If so, the script in your gist should run as expected.

from dgsh.

dspinellis avatar dspinellis commented on June 20, 2024

@mfragkoulis This is the grammar problem.

from dgsh.

trantor avatar trantor commented on June 20, 2024

@mfragkoulis Sorry I hadn't seen your last commit. Checking it out now.

from dgsh.

trantor avatar trantor commented on June 20, 2024

$ cat test1 | tee | {{ {{ cat test2 & cat & }} | grep -f - & cat & }} | cat
a
b
c
e
grep: write error

Strange thing below.

$ ./dgsh-sample
a
b
c
e
grep: write error
$ ./dgsh-sample
a
b
c
e
$ ./dgsh-sample
a
b
c
e
grep: write error

Rebuilding it from scratch again to check for leftovers of the previous build.

from dgsh.

trantor avatar trantor commented on June 20, 2024

Apparently now the command line and the script give the same output.
So the grammar problem appears to be fixed.
Running it gives me

a
b
c
e
grep: write error

as output most of the time but not all the time, just as seen in the previous comment.
Tomorrow I'll be available for further checks. Good night for now.

from dgsh.

dspinellis avatar dspinellis commented on June 20, 2024

Running strace on grep shows me that grep's standard output isn't properly connected.

write(1, "a\n", 2)                      = -1 ECONNREFUSED (Connection refused)
write(1, "b\n", 2)                      = -1 ENOTCONN (Transport endpoint is not connected)
write(1, "c\n", 2)                      = -1 ENOTCONN (Transport endpoint is not connected)
write(1, "e\n", 2)                      = -1 ENOTCONN (Transport endpoint is not connected)

Furthermore, the trailing cat's debug output shows that it got assigned only one input channel nin=1.

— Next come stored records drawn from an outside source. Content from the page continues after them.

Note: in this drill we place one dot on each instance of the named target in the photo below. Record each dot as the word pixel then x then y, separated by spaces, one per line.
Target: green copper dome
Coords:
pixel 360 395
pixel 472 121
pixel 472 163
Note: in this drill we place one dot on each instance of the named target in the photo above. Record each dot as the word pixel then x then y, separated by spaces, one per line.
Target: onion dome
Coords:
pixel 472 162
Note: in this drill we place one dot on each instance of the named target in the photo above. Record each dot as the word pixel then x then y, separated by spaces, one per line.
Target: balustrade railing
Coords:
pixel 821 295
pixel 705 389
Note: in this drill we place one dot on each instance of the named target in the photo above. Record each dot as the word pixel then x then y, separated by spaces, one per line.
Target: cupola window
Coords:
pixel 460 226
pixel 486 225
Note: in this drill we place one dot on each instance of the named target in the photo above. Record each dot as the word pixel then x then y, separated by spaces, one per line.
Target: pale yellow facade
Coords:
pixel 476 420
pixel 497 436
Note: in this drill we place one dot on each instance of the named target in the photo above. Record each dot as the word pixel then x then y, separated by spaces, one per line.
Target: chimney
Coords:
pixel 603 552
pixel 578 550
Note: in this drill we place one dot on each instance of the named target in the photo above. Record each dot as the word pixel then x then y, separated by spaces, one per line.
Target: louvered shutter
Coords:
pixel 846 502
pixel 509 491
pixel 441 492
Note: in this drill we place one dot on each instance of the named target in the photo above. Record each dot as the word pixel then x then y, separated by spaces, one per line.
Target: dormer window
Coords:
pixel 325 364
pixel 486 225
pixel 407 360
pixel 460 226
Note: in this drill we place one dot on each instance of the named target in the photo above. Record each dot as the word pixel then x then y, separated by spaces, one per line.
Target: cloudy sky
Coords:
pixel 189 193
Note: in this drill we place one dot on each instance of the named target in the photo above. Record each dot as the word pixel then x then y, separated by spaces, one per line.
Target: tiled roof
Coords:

5778: dgsh_negotiate(): Tool cat with pid 5778 negotiating: nin=-1 nout=-1.
5778: read_message_block(): cat (0)
5778: add_node(): Added node cat in position 4 on dgsh graph, initiator: 5760
5778: write_message_block(): cat (4)
5778: read_message_block(): cat (4)
5778: write_message_block(): cat (4)
5778: dgsh_negotiate(): cat (4) leaves after write with state COMPLETE.
5778: establish_io_connections(): successful for node cat at index 4
5778: nin=1 nout=0
5778: New ifp assigned fd 0
5778: Input files
5778: 0x81c1058: chain_last=1 (standard input)
5778: Output files
5778: 0x81c1140: chain_last=1 ifp=0x81c1058 (standard output)
5778: Retiring file standard output pos_written=pos_to_write=8 source_pos_read=8

from dgsh.

mfragkoulis avatar mfragkoulis commented on June 20, 2024

@dspinellis that's true.
The command grep -f - does not produce an output channel to pipe to the cat command that follows.
It is because there are specific arguments of grep that activate output channels.
The default is --matching-lines.
So the command cat test1 | tee | {{ {{ cat test2 & cat & }} | grep -f - --matching-lines & cat & }} | cat seems to work as expected.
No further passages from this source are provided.